Friday, September 27, 2013

Hermann von Helmholtz, Biological Physicist

Who was the greatest biological physicist ever? That’s a difficult question, but one candidate is the German scientist Hermann von Helmholtz (1821–1894). Helmholtz was both a physician and physicist who made important contributions to physiology. Russ Hobbie and I mention him briefly in the 4th edition of Intermediate Physics for Medicine and Biology. In Chapter 6 on Impulses in Nerve and Muscle Cells, we write
The action potential was first measured by Helmholtz around 1850.
Asimov's Biographical Encyclopedia of Science and Technology, by Isaac Asimov, superimposed on Intermediate Physics for Medicine and Biology.
Asimov's Biographical Encyclopedia
of Science and Technology,
by Isaac Asimov.
That is true, but he made many other contributions to biological physics. To highlight some of these, I turn to Asimov’s Biographical Encyclopedia of Science and Technology. Asimov first describes Helmholtz’s work on vision (some of which I have described previously in this blog).
Like [Thomas] Young, Helmholtz made a close study of the function of the eye, and in 1851 he invented an ophthalmoscope, with which one could peer into the eye’s interior—an instrument without which the modern eye specialist would be all but helpless…In addition he revived Young’s theory of three-color vision and expanded it, so that it is now known as the Young-Helmholtz theory.
He also studied sound, the ear, and music (he was a fine musician).
Helmholtz studied that other sense organ, the ear, as well.
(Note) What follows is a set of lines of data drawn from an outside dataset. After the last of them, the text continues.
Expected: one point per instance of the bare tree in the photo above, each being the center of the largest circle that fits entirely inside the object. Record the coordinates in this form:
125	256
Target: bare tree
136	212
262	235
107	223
He advanced the theory that the ear detected differences in pitch through the action of the cochlea, a spiral organ in the inner ear. It contained, he explained, a series of progressively smaller resonators, each of which responded to a sound wave of progressively higher frequency. The pitch we detected depended on which resonator responded.
And as Russ and I noted, he made pioneering measurements in nerve electrophysiology.
Helmholtz was the first to measure the speed of the nerve impulse. His teacher, Muller, was fond of presenting this as an example of something science could never accomplish because the impulse moved so quickly over so short a path. In 1852, however, Helmholtz stimulated a nerve connected to a frog muscle, stimulating it first near the muscle, then farther away. He managed to measure the added time required for the muscle to respond in the latter case.
He also helped formulate the principle of the conservation of energy, an idea he came upon when studying the behavior of muscle.
But he is best known for his contributions to physics and in particular for his treatment of the conservation of energy, something to which he was led by his studies of muscle action. He was the first to show that animal heat was produced chiefly by contracting muscle and that an acid—which we now know to be lactic acid—was formed in the working muscle.
Given my admiration for 19th century physicists, I’m a little surprised that I don’t know more about Helmholtz. This is probably because I am more familiar with the great British physicists—Faraday, Maxwell, Kelvin—than with the Germans of that era (this is odd, given that I am half German). I wouldn’t go so far as to claim Helmholtz was as great a physicist as my Victorian heroes, but I do suggest that he was a greater biological physicist. I think a good argument could be made that he is the greatest of all biological physicists.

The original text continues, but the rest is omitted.